= Solar bonds =

Solar bonds are municipal revenue bonds issued to provide low-interest financing for lower-cost accelerated development of local renewable energy technologies such as solar power.

==History==
The first solar bond authority was drafted by Paul Douglas Fenn, creator of Community Choice Aggregation, and approved by San Francisco, California voters in 2001. Under "solar neighborhoods" approach, municipal governments would enter into multi-decade community-wide power purchase agreements with competitive suppliers and issue solar bonds, or "H Bonds", to finance the new supplier's rollout of local renewable energy and energy efficiency measures, offering municipal bond financing to residents and businesses, the debt for which would be repaid on monthly electric bills - an approach that has come to be called "on-bill financing."

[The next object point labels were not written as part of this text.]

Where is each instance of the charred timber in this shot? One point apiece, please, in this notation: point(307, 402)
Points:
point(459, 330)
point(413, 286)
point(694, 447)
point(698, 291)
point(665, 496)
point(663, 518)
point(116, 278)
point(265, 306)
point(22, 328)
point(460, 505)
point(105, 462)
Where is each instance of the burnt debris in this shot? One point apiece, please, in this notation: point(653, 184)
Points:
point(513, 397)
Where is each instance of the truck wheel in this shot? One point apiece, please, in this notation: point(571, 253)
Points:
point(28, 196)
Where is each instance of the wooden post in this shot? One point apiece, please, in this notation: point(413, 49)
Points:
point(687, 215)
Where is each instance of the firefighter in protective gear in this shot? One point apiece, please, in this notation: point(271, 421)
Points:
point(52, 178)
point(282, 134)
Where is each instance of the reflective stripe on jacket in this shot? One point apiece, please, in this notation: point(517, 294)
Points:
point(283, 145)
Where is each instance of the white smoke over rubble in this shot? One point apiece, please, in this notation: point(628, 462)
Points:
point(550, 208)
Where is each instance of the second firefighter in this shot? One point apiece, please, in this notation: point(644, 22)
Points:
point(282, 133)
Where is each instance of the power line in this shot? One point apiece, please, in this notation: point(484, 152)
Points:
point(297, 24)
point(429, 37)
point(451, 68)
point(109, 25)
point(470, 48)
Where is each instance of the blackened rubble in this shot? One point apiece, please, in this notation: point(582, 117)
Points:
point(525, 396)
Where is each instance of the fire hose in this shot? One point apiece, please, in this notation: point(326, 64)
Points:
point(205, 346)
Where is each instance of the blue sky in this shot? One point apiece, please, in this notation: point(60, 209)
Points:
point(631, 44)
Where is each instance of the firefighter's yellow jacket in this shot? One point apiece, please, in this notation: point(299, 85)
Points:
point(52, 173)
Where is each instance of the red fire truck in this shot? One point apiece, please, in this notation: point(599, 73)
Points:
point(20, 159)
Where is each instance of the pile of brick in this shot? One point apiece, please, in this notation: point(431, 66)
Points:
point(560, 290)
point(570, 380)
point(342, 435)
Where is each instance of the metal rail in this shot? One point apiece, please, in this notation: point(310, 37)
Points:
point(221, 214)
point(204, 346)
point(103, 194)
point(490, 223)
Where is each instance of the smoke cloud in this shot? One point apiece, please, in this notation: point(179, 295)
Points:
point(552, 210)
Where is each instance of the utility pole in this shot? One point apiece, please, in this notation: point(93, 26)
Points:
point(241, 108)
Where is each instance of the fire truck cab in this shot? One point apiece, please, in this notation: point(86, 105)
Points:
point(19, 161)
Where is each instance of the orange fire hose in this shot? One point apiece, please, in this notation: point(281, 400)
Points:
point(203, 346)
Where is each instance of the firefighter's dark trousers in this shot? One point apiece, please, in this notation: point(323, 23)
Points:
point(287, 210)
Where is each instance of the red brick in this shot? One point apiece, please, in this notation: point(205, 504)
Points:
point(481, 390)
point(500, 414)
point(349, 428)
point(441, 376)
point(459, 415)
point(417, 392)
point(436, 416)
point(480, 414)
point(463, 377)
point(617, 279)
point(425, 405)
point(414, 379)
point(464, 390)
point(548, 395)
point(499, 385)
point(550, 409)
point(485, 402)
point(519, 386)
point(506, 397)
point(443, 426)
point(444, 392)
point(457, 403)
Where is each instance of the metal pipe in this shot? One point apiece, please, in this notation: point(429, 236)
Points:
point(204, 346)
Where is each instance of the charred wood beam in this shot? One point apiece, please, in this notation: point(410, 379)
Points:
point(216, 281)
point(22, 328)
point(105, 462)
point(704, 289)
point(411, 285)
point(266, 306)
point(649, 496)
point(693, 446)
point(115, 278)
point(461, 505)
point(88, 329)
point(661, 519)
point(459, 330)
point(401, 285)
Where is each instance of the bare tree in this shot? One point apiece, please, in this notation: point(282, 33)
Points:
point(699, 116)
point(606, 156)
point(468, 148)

The City of San Francisco enshrined solar bonds in its Community Choice Aggregation program in 2004 when it adopted an ordinance combining the City's authority to procure power for its residents and businesses with its authority to issue revenue bonds under the solar bond authority. Fenn drafted the ordinance (86-04, 2004) for sponsoring supervisor Tom Ammiano, who had also sponsored placing the solar bond authority on the 2001 ballot, and Fenn's company, Local Power Inc., went on to draft a 2007 implementation plan and 2013 business model to implement the $1 billion project. Local Power also contributed substantially to Sonoma county's Sonoma Clean Power program which has a similar structure.

Apart from creating a new "CCA 2.0" generation of Community Choice Aggregations, San Francisco's solar bond authority spawned the subsequent appearance of both public and private financing of customer-owned solar and energy efficiency measures, including PACE financing and the solar power purchase agreement or PPA, transforming the photovoltaics industry in the United States. By 2026 California CCA 2.0 programs had committed or built $50B of new mostly in-state renewable energy projects, $25B financed by solar bonds.

As of 2024, California CCA 2.0 programs built over 20,000 MW of new in-state renewables, causing massive climate benefits - over $35 B of investments committed including $15B in Green Bonds - becoming the largest issuer of Green Bonds in the US (larger than China or Canada).